Limit of $L^p$ norm
Fix $\delta>0$ and let $S_\delta:=\{x,|f(x)|\geqslant \lVert f\rVert_\infty-\delta\}$ for $\delta<\lVert f\rVert_\infty$. We have $$\lVert f\rVert_p\geqslant \left(\int_{S_\delta}(\lVert f\rVert_\infty-\delta)^pd\mu\right)^{1/p}=(\lVert f\rVert_\infty-\delta)\mu(S_\delta)^{1/p},$$ since $\mu(S_\delta)$ is finite and positive. This gives $$\liminf_{p\to +\infty}\lVert f\rVert_p\geqslant\lVert f\rVert_\infty.$$ As $|f(x)|\leqslant\lVert f\rVert_\infty$ for almost every $x$, we have for $p>q$, $$ \lVert f\rVert_p\leqslant\left(\int_X|f(x)|^{p-q}|f(x)|^qd\mu\right)^{1/p}\leqslant \lVert f\rVert_\infty^{\frac{p-q}p}\lVert f\rVert_q^{q/p},$$ giving the reverse inequality.
Let $f:X\to \mathbb{R}$. Assume that $f$ is measurable, and that $\|f\|_p<\infty$ for all large $p$. Suppose for convenience that $f\geq 0$. (If not, just work with $f^*:=|f|$.) We define $$ \|f\|_{\infty}:=\sup \{r\in \mathbb{R}: \mu\left( \{x:|f(x)|\geq r\} \right)>0\}. $$
I claim without proof that $\|f\|_p < \infty$ for large $p$ implies that $\|f\|_\infty < \infty$.
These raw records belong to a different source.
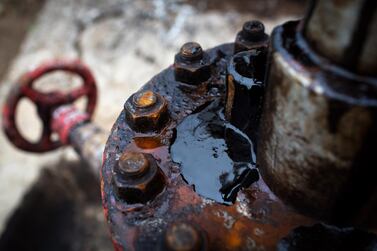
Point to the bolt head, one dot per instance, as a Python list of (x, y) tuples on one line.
[(192, 65), (191, 51), (137, 178), (144, 99), (146, 111), (253, 28), (183, 237), (252, 36), (133, 164)]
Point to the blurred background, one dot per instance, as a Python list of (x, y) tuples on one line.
[(51, 201)]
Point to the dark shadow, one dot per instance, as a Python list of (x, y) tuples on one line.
[(62, 211)]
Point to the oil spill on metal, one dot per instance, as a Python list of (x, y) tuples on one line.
[(215, 157)]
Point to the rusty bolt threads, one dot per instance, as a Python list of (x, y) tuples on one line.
[(137, 178), (252, 36), (183, 237), (192, 64), (146, 111), (245, 90)]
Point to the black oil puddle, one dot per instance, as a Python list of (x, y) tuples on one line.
[(215, 157)]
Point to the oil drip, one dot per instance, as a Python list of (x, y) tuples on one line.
[(215, 157)]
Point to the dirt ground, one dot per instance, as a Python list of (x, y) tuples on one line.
[(52, 200)]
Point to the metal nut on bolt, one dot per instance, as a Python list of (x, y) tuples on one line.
[(146, 111), (137, 178), (252, 36), (192, 64)]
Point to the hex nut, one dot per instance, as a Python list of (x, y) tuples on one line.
[(146, 111), (192, 64), (137, 178)]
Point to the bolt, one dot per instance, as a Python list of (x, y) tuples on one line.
[(137, 178), (252, 36), (146, 111), (133, 164), (191, 51), (253, 30), (144, 99), (183, 237), (192, 64)]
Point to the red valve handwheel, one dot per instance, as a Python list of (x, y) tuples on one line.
[(46, 103)]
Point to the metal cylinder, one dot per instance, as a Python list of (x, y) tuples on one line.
[(318, 132), (345, 32)]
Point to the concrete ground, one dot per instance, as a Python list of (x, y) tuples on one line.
[(124, 43)]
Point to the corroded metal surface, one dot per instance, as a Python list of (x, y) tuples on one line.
[(318, 133), (256, 221), (46, 103)]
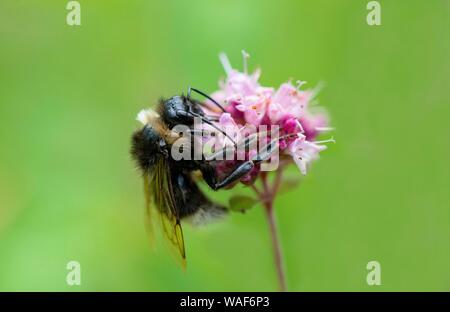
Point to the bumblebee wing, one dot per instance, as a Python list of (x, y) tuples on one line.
[(160, 186)]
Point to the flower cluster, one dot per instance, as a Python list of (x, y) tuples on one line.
[(247, 102)]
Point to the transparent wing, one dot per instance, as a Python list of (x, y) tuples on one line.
[(159, 191)]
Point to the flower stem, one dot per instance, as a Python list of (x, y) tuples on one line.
[(268, 198)]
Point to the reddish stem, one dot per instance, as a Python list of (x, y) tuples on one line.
[(267, 198)]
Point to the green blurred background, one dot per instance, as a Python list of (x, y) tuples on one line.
[(68, 101)]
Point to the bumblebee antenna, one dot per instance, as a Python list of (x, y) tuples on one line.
[(206, 96)]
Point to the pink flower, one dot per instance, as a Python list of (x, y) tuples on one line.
[(303, 152), (288, 100), (254, 108), (247, 102)]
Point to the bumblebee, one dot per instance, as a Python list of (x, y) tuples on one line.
[(170, 188)]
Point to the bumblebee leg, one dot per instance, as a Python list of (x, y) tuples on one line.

If $\|f\|_{\infty}=0$, we can see that the proposition holds trivially. If $\|f\|_{\infty}\neq 0$, let $M:=\|f\|_{\infty}$.
Fix $\epsilon$ such that $0< \epsilon < M$. Define $D:=\{x:f(x)\geq M-\epsilon\}$. Observe that $\mu(D)>0$ by definition of $\|f\|_{\infty}$. Also, $\mu(D)<\infty$ since $f$ is integrable for all large $p$. Now we can establish $\liminf_{p\to\infty }\|f\|_p\geq M-\epsilon$ by $$ \left( \int_{X}f(x)^p dx \right)^{1/p} \geq \left( \int_D (M-\epsilon)^pdx \right)^{1/p} = (M-\epsilon)\mu(D)^{1/p} \xrightarrow{p\to\infty}(M-\epsilon) $$
Now we show $\limsup_{p\to\infty}\|f\|_{p} \leq M+\epsilon$. Let $\tilde{f}(x) := \dfrac{f(x)}{M+\epsilon}$. Observe that $0\leq \tilde{f}(x)\leq M/(M+\epsilon)<1$, and that $$ \left( \int_{X} f(x)^p dx \right)^{1/p} = (M+\epsilon)\left( \int_{X} \tilde{f}(x)^p dx \right)^{1/p}. $$
Now it suffices to show that $\int_X \tilde{f}(x)^p dx$ is bounded above by $1$ as $p\to \infty$, since then we have
$$ \left( \int_{X} f(x)^p dx \right)^{1/p} = (M+\epsilon)\left( \int_{X} \tilde{f}(x)^p dx \right)^{1/p} \leq M+\epsilon. $$
But observe that
$$
\int_{X} f(x)^{a+b} dx = \int_{X} f(x)^{a}f(x)^b dx
$$
$$
\leq \int_{X} f(x)^{a} \left(\frac{M}{M+\epsilon}\right) ^b dx = \left(\frac{M}{M+\epsilon}\right)^b \int_{X} f(x)^{a} dx.
$$
Therefore $\int_{X} f(x)^{p} dx$ will eventually be less than one. This shows $\displaystyle\limsup_{p\to\infty}\|f\|_{p} \leq M+\epsilon$ and completes the proof.